Resenha: "We Are Chaos" - Caos até na interpretação (por Adão Alves)

Muitos dizem que a "era de ouro" de Manson terminou em *Holy Wood*. Independente disso, sabemos que o que veio a seguir foram trabalhos que fugiram um pouco daquele viés que o lançou como um mega artista, porém tão bons quanto. Ouvimos o maravilhoso "Eat me, Drink me", "Pale Emperor" e "Heaven Upside Down". Confesso que tentei ver o outro lado de "We Are Chaos" como um disco artístico e ousado. Talvez seja, porém não convenceu tanto a crítica. 

Antes de tudo, vale mencionar que não sou um daqueles fãs que se prendem ao passado e pede que mais do mesmo seja lançado. Como artista sei da necessidade que sentimos em sempre criar algo novo. Algo diferente de tudo o que já fizemos. Queremos inovar, tentar novos meios de nos preencher. Nem sempre conseguimos. Outras vezes ficamos felizes com o resultado, porém nao agradamos o público. Existem ainda os dias em que a obrigação de produzir faz com que a paixão em criar acabe. Enfim, não estou aqui para dizer que o disco é ruim, preguiçoso ou mal feito como vários tem dito em suas resenhas. 

Primeiramente temos que pensar o que somos, o que fazemos e para o que fazemos. Temos condições de fazer algo melhor do que outro? Se não, de que adianta jogar mil pedras em um trabalho e dizer o que deveria ou não ser feito? Temos que, no mínimo, imaginar que a criação de todo e qualquer trabalho artístico envolve várias questões complexas demais para resumirmos em um simples comentário. Arte vai muito além de uma opinião feita por alguém que sequer se arriscou em uma dada carreira. 

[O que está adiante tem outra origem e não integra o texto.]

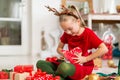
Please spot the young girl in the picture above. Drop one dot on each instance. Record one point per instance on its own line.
(76, 34)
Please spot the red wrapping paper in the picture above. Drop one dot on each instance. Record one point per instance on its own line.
(39, 75)
(4, 75)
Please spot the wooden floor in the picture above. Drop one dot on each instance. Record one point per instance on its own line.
(8, 62)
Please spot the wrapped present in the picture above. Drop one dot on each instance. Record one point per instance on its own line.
(39, 75)
(7, 71)
(3, 75)
(20, 72)
(71, 54)
(54, 60)
(98, 62)
(23, 68)
(18, 76)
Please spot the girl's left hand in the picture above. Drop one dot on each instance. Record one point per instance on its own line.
(79, 58)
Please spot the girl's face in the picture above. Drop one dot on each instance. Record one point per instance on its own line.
(71, 26)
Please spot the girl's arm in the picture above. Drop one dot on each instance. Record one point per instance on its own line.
(60, 48)
(102, 49)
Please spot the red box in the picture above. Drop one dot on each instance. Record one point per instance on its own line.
(4, 75)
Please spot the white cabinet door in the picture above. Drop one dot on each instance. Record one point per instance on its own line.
(14, 32)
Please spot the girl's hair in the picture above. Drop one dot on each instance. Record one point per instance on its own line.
(71, 11)
(76, 15)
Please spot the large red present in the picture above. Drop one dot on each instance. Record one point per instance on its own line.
(3, 75)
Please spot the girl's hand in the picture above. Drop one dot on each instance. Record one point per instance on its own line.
(79, 58)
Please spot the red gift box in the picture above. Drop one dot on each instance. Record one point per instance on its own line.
(23, 68)
(3, 75)
(39, 75)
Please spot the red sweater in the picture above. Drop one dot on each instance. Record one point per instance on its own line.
(87, 40)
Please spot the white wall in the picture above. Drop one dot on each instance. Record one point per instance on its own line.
(42, 19)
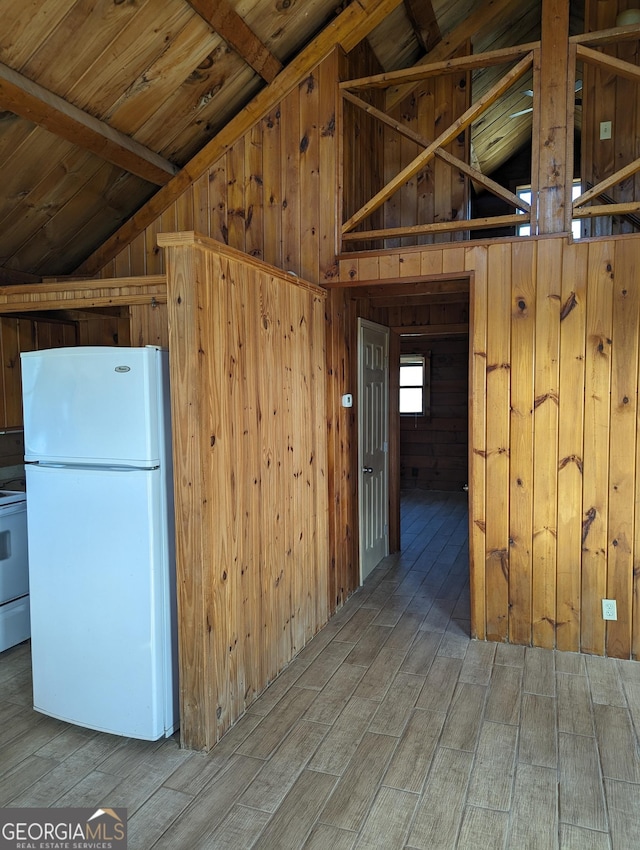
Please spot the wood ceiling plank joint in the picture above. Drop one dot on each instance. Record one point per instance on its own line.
(223, 18)
(424, 22)
(31, 101)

Arte envolve sentimento, envolvimento, paz, amor, tempo, paciência, sensibilidade e tantas outras questões para, somente no fim, pensarmos em técnica. Quantos foram os artistas virtuosos que já conheci que não eram nada além de seres cheios de técnicas mas rasos demais para atingir alguma profundidade artística. Arte vai muito além da técnica e conceitos engessados que muitos se agarram. 

E é em virtude de tudo que citei minha consideração por observar todo e qualquer material artístico de forma consciente. E é aqui que entramos em "We are Chaos". 

Este disco não possui a grandeza dos demais, ainda assim é um disco que você escuta e o reconhece como uma obra do Marilyn Manson. Há tanto para se observar que o argumento sobre a fragilidade do disco não cola. A melancolia e os vocais característicos estão presentes. Em várias músicas percebemos versos em que ele se questiona quem e o que ele é ao passo que o disco já responde, no título, que somos caos. Tantos detalhes e versos que nos mostram muito da visão de Manson sobre o cenário atual que é simplório dizer, apenas, "não gostei, então é ruim". 

A faixa título, tanto no que se refere ao vídeo quanto ao lírico, tem suas deficiências. Confesso que seria a faixa "menos Marilyn Manson" que pude perceber no disco. Independente disso, se olharmos com um viés diferente percebemos alguma ousadia e uma mensagem que se completa com as demais canções. 

Temos canções como "Solve Coagula" e "Broken Needle" que, apesar de serem trabalhos com a característica do artista, apresentam uma sonoridade um tanto quanto ousada com riffs agradáveis e concisos. Esta última "invoca" todo o espírito e melancolia que ele sempre trás em tudo que se dispõe a criar. 

"Perfume" é uma das poucas faixas que vejo, como consenso, que a maioria gosta. Curiosamente é a faixa que mais trouxe elementos do antigo Manson. Tanto a introdução quanto letras e riffs. E, se for pra desejar músicas como as de antigamente, porque não falar sobre "Red, Black and Blue"? 

Tenho a sensação de que todas essas resenhas ruins sobre o disco refletem a necessidade de ter mais do mesmo e ou comparar um disco desejando que seja tão grande e ou maior do que outro já consolidado no mercado. Não estou aqui para dizer que todos estão errados. É questão de gosto. Mas, em tantas canções ousadas, onde estavam eles quando ouviram "Don't Chase The Dead" e "Paint You With My Love"? 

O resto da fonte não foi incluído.